A satisfação não foi
pela coincidência do endereço. É que ela viera de São Paulo há pouco tempo e
trouxera sua coleção de dezenas e dezenas de gibis!... Tudo a minha disposição,
quando quisesse!... Dá para imaginar a minha felicidade?!...
Infelizmente para o meu
pai a realidade não estava nada agradável, pois os filhos cresceram e exigiam
cuidados extras em todos os sentidos, a elevar significativamente as despesas
mensais.
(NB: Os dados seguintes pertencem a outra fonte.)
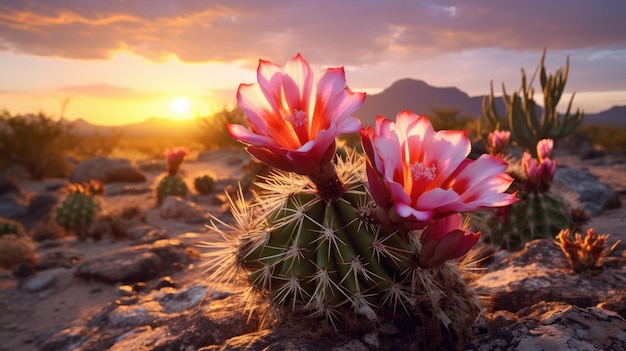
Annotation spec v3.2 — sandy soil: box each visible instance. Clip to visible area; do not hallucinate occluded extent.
[0,150,625,351]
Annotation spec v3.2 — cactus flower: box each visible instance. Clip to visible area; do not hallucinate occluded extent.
[486,129,511,157]
[522,138,556,192]
[165,147,189,176]
[418,213,480,268]
[228,53,365,177]
[361,111,517,229]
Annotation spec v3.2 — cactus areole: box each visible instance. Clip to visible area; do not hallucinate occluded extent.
[205,54,517,342]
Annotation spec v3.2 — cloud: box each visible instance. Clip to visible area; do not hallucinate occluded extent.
[0,0,624,67]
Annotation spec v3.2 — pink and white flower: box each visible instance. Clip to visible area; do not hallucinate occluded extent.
[165,147,189,176]
[522,138,556,192]
[228,53,365,176]
[418,213,480,268]
[361,110,517,229]
[486,129,511,157]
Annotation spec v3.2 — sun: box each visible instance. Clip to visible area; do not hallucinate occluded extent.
[170,97,192,115]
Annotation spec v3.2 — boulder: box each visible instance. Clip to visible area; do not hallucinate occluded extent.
[160,196,208,223]
[68,157,146,184]
[554,166,621,215]
[73,239,193,284]
[466,302,626,351]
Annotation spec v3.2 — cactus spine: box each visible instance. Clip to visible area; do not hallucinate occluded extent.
[204,154,481,348]
[482,49,583,157]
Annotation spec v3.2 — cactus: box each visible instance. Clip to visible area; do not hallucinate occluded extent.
[0,217,24,237]
[193,174,216,195]
[203,154,482,348]
[482,49,584,157]
[55,189,100,240]
[156,175,189,204]
[472,189,579,251]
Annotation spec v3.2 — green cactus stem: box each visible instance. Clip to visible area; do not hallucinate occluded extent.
[55,192,100,239]
[194,174,216,195]
[482,49,584,157]
[156,175,189,204]
[202,154,483,349]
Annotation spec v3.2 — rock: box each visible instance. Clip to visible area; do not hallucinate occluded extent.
[0,184,28,219]
[470,239,626,315]
[14,193,58,229]
[74,239,193,284]
[466,302,626,351]
[135,159,166,173]
[104,183,151,196]
[39,285,259,351]
[554,166,621,215]
[35,248,83,270]
[21,268,63,292]
[160,196,208,223]
[554,132,596,158]
[68,157,146,184]
[0,175,21,195]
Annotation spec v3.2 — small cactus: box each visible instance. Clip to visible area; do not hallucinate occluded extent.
[156,175,189,204]
[0,217,24,237]
[55,188,100,240]
[482,49,583,157]
[194,174,216,195]
[555,228,621,275]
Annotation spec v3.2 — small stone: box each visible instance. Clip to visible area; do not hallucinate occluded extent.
[115,296,139,306]
[22,269,62,292]
[117,285,135,297]
[154,276,176,290]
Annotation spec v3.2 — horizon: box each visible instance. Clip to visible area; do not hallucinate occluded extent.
[1,1,625,126]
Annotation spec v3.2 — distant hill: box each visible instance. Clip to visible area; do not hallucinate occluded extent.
[352,78,626,128]
[70,116,199,138]
[69,79,626,137]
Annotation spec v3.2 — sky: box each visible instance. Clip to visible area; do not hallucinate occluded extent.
[0,0,625,126]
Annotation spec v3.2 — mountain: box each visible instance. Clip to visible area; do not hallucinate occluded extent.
[352,78,626,128]
[70,116,199,138]
[352,78,504,128]
[69,79,626,137]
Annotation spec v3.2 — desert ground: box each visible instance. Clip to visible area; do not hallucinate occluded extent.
[0,149,625,351]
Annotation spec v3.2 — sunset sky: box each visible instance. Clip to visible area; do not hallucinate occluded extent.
[0,1,625,126]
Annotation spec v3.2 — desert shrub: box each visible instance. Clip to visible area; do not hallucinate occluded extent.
[429,106,475,132]
[0,217,24,237]
[0,111,76,179]
[577,124,626,151]
[195,107,248,150]
[72,129,124,160]
[0,234,37,269]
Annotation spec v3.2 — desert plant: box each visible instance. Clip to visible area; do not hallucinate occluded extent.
[195,107,248,150]
[55,184,100,240]
[472,139,587,250]
[0,234,37,269]
[0,217,24,237]
[0,111,76,179]
[482,49,583,157]
[555,228,620,275]
[156,147,190,204]
[194,174,216,195]
[203,55,517,349]
[156,175,189,204]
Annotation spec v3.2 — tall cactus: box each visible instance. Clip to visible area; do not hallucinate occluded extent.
[482,49,584,157]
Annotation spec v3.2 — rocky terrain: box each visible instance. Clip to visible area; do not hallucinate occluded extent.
[0,148,625,351]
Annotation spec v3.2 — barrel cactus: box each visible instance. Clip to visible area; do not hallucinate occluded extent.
[156,147,190,204]
[55,189,100,240]
[193,174,216,195]
[472,139,587,250]
[0,217,24,237]
[203,54,517,349]
[156,175,189,204]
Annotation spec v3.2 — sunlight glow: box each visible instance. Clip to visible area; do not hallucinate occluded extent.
[171,97,192,115]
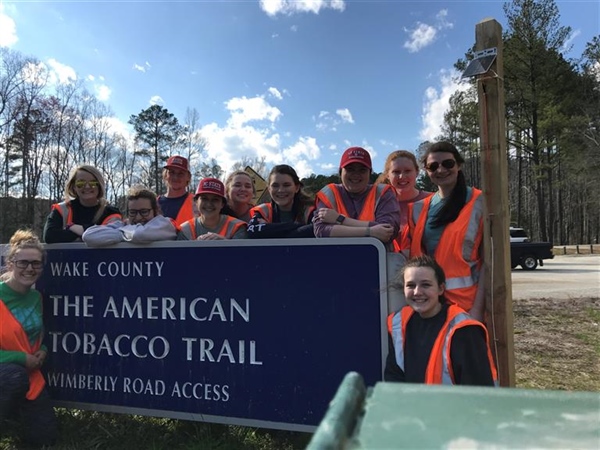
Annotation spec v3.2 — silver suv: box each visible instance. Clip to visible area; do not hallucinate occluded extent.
[510,227,530,243]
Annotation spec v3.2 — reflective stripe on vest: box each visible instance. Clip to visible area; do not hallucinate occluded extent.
[52,202,72,228]
[0,300,45,399]
[51,202,121,227]
[439,310,472,384]
[408,189,484,310]
[317,184,390,221]
[389,311,405,371]
[388,304,497,385]
[251,204,273,222]
[180,215,245,240]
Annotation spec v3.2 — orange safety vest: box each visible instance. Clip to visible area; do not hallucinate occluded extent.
[0,300,45,400]
[250,203,315,225]
[407,189,484,310]
[316,184,392,222]
[387,304,497,385]
[174,193,195,226]
[52,201,122,228]
[179,215,246,240]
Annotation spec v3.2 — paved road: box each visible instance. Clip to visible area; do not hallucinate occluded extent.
[511,254,600,299]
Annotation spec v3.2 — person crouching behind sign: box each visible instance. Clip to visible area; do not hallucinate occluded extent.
[82,185,179,247]
[178,178,247,240]
[384,255,497,386]
[0,230,58,447]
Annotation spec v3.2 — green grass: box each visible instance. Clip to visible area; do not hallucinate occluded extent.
[0,410,311,449]
[513,296,600,391]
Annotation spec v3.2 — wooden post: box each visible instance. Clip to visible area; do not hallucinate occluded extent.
[475,18,516,387]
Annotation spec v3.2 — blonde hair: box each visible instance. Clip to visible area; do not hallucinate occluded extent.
[64,165,108,223]
[224,170,256,199]
[375,150,419,185]
[1,229,45,280]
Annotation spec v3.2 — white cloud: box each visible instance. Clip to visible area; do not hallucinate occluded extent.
[404,23,437,53]
[315,108,354,131]
[87,74,95,81]
[404,9,454,53]
[20,62,48,86]
[435,9,453,30]
[199,94,321,177]
[104,116,133,141]
[419,68,468,141]
[95,84,111,102]
[47,58,77,84]
[0,4,18,48]
[290,25,298,32]
[226,96,282,127]
[271,33,279,39]
[149,95,164,106]
[133,61,151,72]
[267,87,283,100]
[336,108,354,124]
[259,0,345,17]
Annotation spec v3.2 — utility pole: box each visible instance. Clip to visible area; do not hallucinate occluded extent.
[475,18,515,387]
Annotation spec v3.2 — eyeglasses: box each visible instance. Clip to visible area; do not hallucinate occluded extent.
[127,209,153,218]
[425,159,457,172]
[13,260,43,269]
[75,180,100,189]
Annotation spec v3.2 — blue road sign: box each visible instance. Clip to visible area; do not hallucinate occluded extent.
[37,239,388,431]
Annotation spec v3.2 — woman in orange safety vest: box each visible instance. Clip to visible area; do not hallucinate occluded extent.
[248,164,315,238]
[375,150,432,251]
[403,141,485,320]
[0,229,58,446]
[42,164,122,243]
[385,255,497,386]
[178,177,247,240]
[313,146,400,248]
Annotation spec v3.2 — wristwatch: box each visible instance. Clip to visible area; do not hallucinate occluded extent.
[336,214,346,224]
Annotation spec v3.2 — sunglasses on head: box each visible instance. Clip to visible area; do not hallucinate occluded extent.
[425,159,456,172]
[75,180,100,189]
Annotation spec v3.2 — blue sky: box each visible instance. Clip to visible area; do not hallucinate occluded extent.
[1,0,598,178]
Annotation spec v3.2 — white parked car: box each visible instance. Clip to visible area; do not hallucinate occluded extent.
[510,227,530,243]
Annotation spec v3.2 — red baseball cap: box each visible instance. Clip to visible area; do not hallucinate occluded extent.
[195,177,226,199]
[164,155,190,173]
[340,147,372,170]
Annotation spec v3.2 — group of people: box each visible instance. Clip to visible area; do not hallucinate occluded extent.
[1,141,497,447]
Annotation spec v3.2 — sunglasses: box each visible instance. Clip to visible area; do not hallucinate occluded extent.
[75,180,100,189]
[127,209,153,218]
[13,259,43,269]
[425,159,457,172]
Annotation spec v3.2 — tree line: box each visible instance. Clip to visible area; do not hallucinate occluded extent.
[1,0,598,244]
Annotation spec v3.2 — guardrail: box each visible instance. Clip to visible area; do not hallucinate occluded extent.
[553,244,600,255]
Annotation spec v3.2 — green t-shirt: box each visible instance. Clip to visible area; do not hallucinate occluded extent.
[424,187,473,256]
[0,281,45,365]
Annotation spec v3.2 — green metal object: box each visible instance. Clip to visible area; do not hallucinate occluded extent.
[306,372,367,450]
[310,373,600,449]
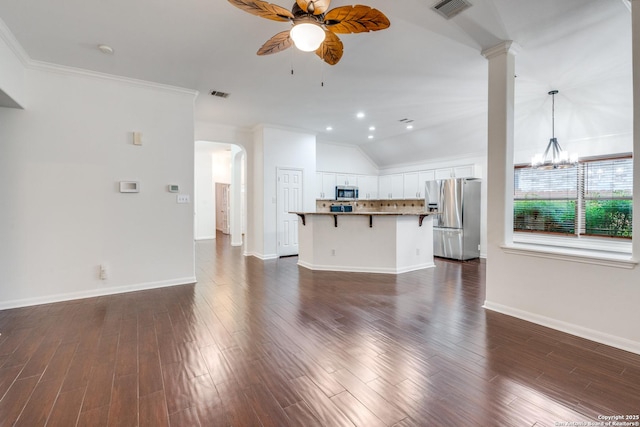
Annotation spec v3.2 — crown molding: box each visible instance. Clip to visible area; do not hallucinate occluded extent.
[0,17,30,66]
[28,60,198,97]
[481,40,521,60]
[0,17,197,98]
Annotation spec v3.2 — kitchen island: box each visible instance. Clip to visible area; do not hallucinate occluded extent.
[293,212,436,274]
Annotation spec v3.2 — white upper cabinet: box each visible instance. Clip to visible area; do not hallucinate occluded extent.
[316,172,336,199]
[379,174,406,199]
[435,168,454,180]
[417,170,435,197]
[315,172,323,199]
[335,173,357,186]
[434,164,476,179]
[403,172,420,199]
[453,165,476,178]
[390,174,404,199]
[357,175,378,199]
[403,170,438,198]
[378,175,392,199]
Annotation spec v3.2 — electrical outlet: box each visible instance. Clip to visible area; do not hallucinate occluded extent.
[99,264,108,280]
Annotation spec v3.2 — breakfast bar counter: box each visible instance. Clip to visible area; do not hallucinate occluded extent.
[292,212,436,274]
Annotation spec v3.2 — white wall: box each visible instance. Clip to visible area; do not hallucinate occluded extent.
[212,150,232,184]
[195,149,215,240]
[0,64,197,309]
[316,141,378,174]
[483,36,640,355]
[194,147,232,240]
[258,126,316,259]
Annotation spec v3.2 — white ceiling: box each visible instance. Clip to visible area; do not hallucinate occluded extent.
[0,0,632,168]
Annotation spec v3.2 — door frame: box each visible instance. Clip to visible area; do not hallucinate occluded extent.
[276,167,304,257]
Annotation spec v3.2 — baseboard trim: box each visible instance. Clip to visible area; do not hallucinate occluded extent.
[483,301,640,355]
[244,251,278,260]
[195,235,216,241]
[297,260,435,274]
[0,277,197,310]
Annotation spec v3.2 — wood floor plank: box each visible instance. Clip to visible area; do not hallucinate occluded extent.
[331,368,408,425]
[46,387,85,427]
[13,377,62,427]
[289,375,356,427]
[107,373,138,427]
[81,361,115,412]
[139,390,170,427]
[77,405,109,427]
[0,376,39,427]
[245,382,294,427]
[330,390,386,427]
[0,235,638,427]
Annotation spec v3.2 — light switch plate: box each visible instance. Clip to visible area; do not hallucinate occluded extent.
[119,181,139,193]
[177,194,190,204]
[133,132,143,146]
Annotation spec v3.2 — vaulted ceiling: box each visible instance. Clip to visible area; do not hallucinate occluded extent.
[0,0,632,167]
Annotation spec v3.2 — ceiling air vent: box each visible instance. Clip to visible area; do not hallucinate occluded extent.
[210,90,230,98]
[431,0,472,19]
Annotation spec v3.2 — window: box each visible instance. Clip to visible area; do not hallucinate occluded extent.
[514,155,632,239]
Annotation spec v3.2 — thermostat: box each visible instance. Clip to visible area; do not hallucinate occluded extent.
[168,184,179,193]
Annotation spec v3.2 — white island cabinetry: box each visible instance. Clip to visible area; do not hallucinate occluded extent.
[295,213,435,274]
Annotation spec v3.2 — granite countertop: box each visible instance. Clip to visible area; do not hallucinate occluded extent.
[291,211,438,216]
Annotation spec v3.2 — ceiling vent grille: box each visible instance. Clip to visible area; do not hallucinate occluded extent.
[431,0,472,19]
[210,90,230,98]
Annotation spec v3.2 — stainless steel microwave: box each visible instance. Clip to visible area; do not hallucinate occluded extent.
[335,186,358,200]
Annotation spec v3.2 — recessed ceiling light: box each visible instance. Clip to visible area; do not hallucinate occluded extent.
[406,125,414,130]
[98,44,114,55]
[369,126,376,131]
[368,135,374,139]
[356,112,365,119]
[326,126,333,131]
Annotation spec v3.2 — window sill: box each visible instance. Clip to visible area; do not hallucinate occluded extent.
[501,239,637,269]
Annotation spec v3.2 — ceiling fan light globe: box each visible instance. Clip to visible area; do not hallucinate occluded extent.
[290,23,325,52]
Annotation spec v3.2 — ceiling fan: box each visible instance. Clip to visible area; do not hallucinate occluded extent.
[228,0,390,65]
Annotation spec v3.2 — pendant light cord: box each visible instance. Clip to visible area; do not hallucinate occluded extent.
[551,91,555,139]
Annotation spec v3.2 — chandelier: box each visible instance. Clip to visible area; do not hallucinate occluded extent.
[531,90,578,169]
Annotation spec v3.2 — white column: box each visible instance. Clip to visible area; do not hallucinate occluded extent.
[632,0,640,258]
[481,41,519,254]
[230,146,244,246]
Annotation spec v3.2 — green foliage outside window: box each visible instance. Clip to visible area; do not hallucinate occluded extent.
[585,199,632,237]
[514,199,576,234]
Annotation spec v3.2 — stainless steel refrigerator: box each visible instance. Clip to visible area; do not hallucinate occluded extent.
[425,178,481,260]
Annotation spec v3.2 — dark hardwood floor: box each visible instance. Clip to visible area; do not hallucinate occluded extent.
[1,233,639,426]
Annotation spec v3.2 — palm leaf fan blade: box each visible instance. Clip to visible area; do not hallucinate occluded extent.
[296,0,331,15]
[315,31,343,65]
[257,30,294,55]
[324,5,390,33]
[228,0,294,21]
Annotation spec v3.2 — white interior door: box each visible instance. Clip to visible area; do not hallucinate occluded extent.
[215,183,230,234]
[277,168,303,256]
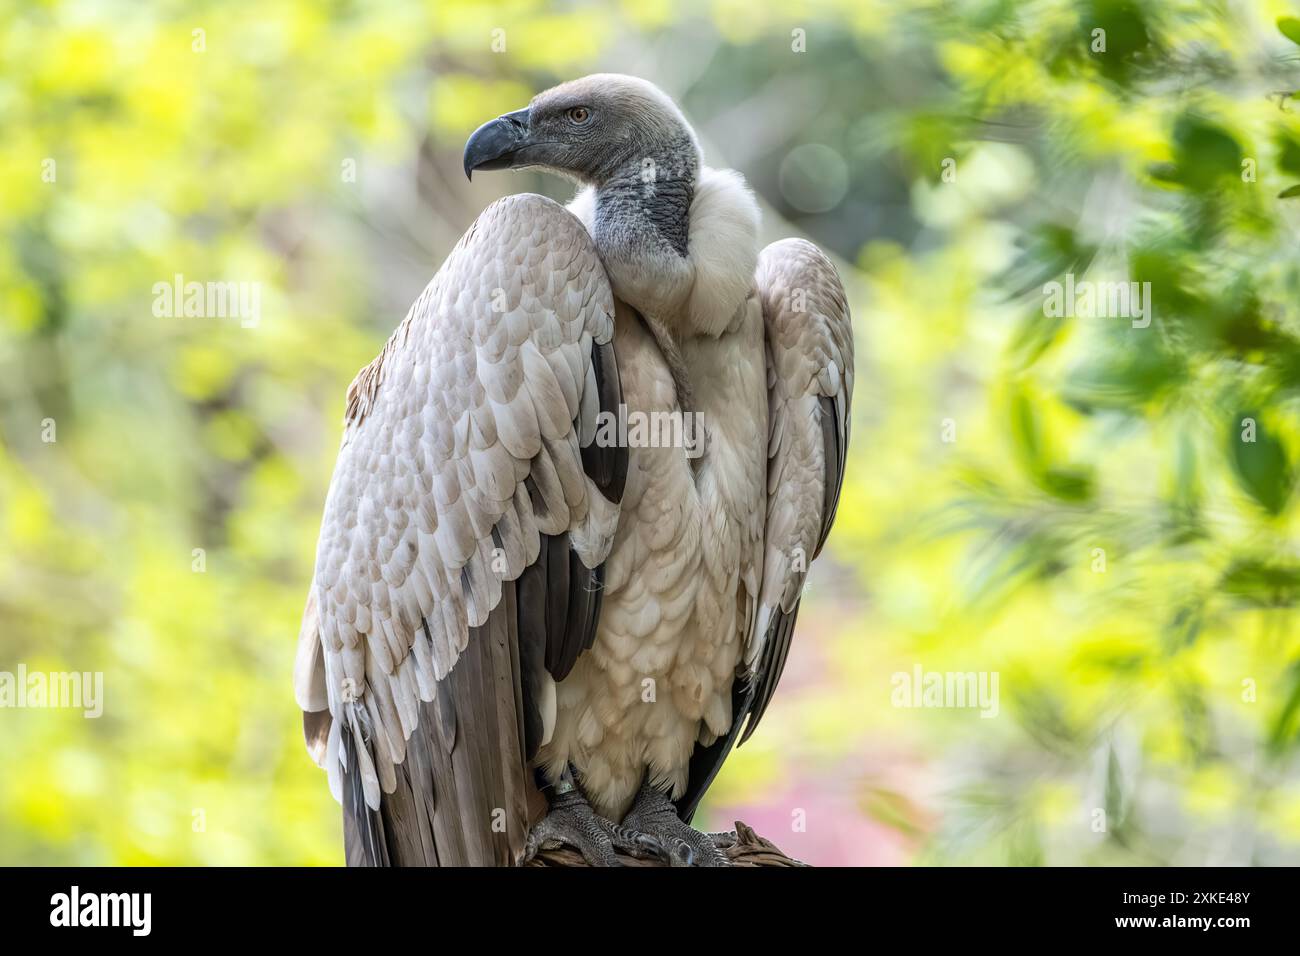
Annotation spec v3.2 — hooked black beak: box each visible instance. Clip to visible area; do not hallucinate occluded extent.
[463,108,531,180]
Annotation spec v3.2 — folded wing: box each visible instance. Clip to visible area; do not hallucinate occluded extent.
[678,238,853,820]
[295,194,627,865]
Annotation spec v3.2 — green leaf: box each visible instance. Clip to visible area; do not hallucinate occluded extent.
[1229,413,1295,516]
[1164,600,1205,650]
[1007,308,1067,370]
[1010,677,1080,754]
[1040,465,1095,502]
[1278,17,1300,46]
[1221,559,1300,607]
[1061,346,1182,412]
[1009,389,1045,472]
[1086,0,1154,84]
[1278,184,1300,199]
[1275,129,1300,176]
[1171,116,1242,191]
[1268,662,1300,756]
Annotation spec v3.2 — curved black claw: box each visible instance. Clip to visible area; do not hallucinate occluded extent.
[620,781,731,867]
[709,829,739,849]
[604,821,673,862]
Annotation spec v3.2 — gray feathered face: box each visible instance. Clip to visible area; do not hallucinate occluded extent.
[463,74,698,186]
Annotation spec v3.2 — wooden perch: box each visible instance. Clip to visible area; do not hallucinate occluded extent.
[525,820,808,867]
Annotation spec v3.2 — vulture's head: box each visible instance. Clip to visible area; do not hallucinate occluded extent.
[462,74,701,187]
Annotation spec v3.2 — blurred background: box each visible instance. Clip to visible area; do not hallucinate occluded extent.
[3,0,1300,865]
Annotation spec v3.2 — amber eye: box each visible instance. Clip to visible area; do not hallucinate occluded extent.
[567,106,591,124]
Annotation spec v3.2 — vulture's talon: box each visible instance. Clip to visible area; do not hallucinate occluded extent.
[619,781,732,867]
[602,822,669,862]
[524,787,624,866]
[665,837,695,867]
[523,782,728,866]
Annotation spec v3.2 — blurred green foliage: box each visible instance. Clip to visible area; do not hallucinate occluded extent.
[1,0,1299,864]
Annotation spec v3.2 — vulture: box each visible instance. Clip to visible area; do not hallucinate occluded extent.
[294,74,854,866]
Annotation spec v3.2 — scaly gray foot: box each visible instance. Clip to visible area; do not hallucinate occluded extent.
[620,781,732,867]
[521,787,664,866]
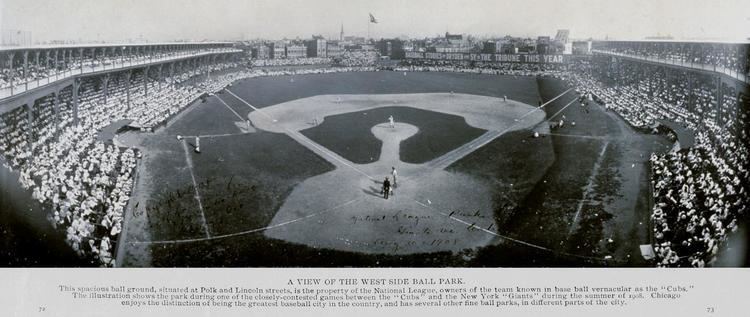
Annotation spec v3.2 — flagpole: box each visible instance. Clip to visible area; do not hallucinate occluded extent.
[367,17,370,41]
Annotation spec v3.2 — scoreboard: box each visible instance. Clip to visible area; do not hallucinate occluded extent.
[405,52,565,64]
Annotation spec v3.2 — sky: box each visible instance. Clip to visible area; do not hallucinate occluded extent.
[1,0,749,43]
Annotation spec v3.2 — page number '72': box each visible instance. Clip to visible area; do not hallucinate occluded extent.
[706,307,715,313]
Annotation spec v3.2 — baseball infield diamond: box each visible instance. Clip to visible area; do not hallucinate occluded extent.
[252,93,549,254]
A situação econômica mudara nos últimos meses, pois outras cidades
cresceram além do rio Paraná, atraindo os grandes serviços, por exemplo,
Dourados, Mundo Novo e Naviraí.
Aliás, pouco antes de
voltamos para Sansabel, em 1971, o irmão mais novo de meu pai mudou-se para
Naviraí, pois recebera uma tentadora oferta para administrar uma filial da
outra oficina existente em Sansabel e imediatamente aceitou!... E em 1975 a
filial foi vendida para um forte grupo financeiro, donos de fazendas, serrarias
e até um posto de gasolina!... Coube a meu tio gerenciar a nova oficina e com
isso, ficou livre para convidar o meu pai para fazer parte!...
Em Sansabel, o filho
mais velho do dono da oficina também cresceu em todos os sentidos, passou a
interferir nos rumos de todas as atividades e isso desagradou a meu pai,
principalmente depois do filho não concordar com o pedido de aumento de salário!...
Na verdade, a situação
financeira não deixava margem para o aumento, mas por reconhecer a contribuição
de meu pai, o dono da oficina estava disposto a conceder a sociedade de 5% na empresa!...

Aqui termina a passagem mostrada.